Prof. Doug Lichtman, UCLA School of Law
December 1, 2009

The United States Supreme Court recently heard oral argument in a patent case called In Re Bilski.  At issue is the question of under what conditions an innovative process falls within the subject matter of patent law.  On one view, some processes should be excluded from the patent system – for instance, because they involve no physical real-world step.  On another view, every process should be welcome in the patent regime, at least so long as the process otherwise satisfies patent law’s requirements of usefulness, novelty, non-obviousness, and the like.

The Bilski case has generated an enormous wealth of commentary, including eighty-odd amicus briefs, dozens of thoughtful articles, and hundreds of blog posts, CLE seminars, and the like.  Here, however, I want to add four thoughts; three on the substance of the Bilski case, and one on the Supreme Court oral argument itself.

First, Section 101 of the Patent Act tells us that the patent system is open to anyone who “invents or discovers any new and useful process, machine, manufacture, or composition of matter.”  Yet, as we sit here today, it is clear that no one is ready to read that language literally.  That is, literally, the word “process” would sweep in almost any set of steps conceived by man; and, were we starting from scratch, I think there would be a good argument to say that process should be read in exactly that broad fashion.  The rest of patent law, after all, could do the hard work of weeding out inventions that don’t fit, and, at that, weeding them out for specific reasons (like obviousness) rather than weeding them out based on tangentially related characteristics (like “does it transform matter?”) or potentially overbroad categorizations (like “is it a business method?”).

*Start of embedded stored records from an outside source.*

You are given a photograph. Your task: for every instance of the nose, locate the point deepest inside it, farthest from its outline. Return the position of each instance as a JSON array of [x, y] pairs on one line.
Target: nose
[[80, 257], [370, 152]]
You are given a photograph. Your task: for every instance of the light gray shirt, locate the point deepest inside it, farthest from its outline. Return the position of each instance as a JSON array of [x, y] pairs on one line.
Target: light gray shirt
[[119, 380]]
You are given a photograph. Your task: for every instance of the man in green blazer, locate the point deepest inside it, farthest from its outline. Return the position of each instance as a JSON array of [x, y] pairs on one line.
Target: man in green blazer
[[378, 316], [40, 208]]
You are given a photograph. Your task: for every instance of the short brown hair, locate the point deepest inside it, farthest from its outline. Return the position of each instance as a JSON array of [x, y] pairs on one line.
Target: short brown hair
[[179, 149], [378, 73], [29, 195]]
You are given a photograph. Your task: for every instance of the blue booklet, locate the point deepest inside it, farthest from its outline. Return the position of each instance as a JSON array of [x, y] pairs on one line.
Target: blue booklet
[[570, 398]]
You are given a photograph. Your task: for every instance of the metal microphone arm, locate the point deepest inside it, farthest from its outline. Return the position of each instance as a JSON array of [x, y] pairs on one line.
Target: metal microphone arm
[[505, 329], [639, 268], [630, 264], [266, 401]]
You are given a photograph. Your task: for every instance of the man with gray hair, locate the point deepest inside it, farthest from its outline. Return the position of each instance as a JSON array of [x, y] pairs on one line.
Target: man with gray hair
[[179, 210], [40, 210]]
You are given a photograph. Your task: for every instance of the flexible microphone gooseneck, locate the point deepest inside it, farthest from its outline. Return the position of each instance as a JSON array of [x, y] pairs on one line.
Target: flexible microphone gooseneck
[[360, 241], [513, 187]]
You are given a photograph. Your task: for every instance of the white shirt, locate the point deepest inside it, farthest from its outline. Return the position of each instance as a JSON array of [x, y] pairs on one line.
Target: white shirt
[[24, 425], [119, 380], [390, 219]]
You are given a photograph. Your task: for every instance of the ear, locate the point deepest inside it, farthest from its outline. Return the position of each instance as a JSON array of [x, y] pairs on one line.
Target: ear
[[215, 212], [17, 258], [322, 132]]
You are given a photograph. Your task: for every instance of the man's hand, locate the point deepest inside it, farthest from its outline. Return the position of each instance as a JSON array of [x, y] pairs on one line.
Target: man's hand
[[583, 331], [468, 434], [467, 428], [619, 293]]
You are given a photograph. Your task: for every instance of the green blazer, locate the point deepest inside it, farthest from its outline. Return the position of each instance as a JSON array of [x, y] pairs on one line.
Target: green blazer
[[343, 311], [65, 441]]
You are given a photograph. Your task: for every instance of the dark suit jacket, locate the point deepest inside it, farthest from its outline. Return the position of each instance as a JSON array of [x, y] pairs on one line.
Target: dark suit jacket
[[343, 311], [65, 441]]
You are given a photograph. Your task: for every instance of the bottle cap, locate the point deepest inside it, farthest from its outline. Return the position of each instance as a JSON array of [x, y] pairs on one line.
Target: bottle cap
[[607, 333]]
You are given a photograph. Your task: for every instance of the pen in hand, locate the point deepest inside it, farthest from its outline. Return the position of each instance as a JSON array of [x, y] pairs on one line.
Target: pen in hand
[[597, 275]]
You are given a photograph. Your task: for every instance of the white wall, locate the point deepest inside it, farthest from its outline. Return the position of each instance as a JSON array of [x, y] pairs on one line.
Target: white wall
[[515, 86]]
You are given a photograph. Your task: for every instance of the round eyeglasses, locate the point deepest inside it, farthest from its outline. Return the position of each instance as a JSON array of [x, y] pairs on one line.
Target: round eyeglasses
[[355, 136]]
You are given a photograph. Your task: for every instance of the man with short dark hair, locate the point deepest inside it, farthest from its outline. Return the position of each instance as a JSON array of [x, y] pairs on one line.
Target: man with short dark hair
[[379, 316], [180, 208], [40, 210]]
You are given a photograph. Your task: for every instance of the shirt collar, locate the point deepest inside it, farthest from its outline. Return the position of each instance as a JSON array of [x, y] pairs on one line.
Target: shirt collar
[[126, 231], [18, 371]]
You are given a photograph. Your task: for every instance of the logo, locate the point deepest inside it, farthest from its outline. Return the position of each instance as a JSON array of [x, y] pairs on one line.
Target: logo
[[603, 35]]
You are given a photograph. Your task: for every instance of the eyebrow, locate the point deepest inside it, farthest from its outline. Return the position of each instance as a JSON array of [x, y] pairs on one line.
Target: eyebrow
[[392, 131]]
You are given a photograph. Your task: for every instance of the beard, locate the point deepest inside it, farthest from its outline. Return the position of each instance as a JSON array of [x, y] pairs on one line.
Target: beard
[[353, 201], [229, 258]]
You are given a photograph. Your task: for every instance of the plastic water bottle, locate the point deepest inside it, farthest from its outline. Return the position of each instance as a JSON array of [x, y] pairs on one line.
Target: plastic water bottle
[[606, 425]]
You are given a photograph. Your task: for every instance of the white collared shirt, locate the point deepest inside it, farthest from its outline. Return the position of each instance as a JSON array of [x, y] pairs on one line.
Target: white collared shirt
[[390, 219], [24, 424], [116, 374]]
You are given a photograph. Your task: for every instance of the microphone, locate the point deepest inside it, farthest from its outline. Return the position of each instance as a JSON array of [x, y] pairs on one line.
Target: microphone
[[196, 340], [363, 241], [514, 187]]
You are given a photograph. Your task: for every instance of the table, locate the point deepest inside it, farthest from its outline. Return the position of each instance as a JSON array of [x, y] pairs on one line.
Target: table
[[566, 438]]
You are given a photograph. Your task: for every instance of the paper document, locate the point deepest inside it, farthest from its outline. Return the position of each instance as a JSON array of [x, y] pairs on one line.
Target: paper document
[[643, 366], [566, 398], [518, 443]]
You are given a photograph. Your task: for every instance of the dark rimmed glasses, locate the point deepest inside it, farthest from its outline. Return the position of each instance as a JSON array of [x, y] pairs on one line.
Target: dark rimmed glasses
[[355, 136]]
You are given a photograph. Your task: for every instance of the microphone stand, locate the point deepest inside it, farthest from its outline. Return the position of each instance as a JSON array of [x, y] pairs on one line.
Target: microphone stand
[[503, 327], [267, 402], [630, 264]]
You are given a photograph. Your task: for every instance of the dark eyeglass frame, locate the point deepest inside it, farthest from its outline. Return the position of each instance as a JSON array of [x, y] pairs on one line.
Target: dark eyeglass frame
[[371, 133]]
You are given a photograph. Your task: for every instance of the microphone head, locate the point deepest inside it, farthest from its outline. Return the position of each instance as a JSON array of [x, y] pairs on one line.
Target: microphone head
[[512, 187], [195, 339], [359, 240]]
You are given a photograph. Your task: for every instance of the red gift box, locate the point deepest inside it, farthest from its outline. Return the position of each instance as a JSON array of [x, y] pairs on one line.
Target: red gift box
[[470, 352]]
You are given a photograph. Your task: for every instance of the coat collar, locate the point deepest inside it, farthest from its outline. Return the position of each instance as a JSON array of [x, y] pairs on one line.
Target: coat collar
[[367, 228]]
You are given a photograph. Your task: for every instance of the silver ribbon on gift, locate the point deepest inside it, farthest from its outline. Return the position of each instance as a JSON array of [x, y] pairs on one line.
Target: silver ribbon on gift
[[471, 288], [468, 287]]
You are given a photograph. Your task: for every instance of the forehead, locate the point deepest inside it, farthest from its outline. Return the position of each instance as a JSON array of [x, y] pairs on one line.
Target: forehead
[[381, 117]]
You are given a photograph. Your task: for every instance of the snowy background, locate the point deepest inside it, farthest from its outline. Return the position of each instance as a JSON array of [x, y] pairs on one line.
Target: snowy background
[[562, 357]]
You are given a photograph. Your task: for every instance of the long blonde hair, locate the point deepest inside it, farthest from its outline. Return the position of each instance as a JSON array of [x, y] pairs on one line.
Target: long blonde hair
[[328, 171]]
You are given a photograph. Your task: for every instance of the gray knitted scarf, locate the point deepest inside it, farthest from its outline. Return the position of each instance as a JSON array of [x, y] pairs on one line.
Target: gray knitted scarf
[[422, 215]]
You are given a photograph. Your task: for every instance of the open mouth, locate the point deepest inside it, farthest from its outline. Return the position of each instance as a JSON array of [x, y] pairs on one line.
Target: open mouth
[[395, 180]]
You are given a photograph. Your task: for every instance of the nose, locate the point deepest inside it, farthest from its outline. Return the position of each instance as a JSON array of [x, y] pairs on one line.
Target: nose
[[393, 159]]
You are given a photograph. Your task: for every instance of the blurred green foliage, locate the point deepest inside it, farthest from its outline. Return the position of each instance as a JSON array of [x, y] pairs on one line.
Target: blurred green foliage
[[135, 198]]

Again, however, that ship has sailed, in large part because the Supreme Court long ago made clear that – whatever it means – the word “process” does not include laws of nature, abstract ideas, or mental processes.  The Bilski fight is therefore not a fight about whether “process” is a complete catch-all.  It’s not.

The fight is instead about whether the word should be narrowed further still; with the petitioner basically wanting to stop at those three exclusions and leave subject matter flexible beyond that, and the respondent either wanting to add the machine-or-transformation test as yet another exclusionary mechanism, or wanting to use the machine-or-transformation test as a way of identifying which inventions are “abstract” and hence excluded under the old cases.

Second, although I’m not sure that I would use subject matter exclusions to do it, I do think that patent law needs to exclude all sorts of inventions even if they do meet patent law’s other existing requirements.  That is, there are a lot of inventions that should not be patent eligible even if they are new, non-obvious, useful, fully enabled by the disclosure in the application, and so on.  Some inventions are just too broad, for instance, such that a patent right would enormously disrupt down-stream use and innovation.  Other inventions are adequately rewarded by first-mover advantages, or adequately funded through non-patent mechanisms; for those, there is no need for society to suffer the costs of patent protection.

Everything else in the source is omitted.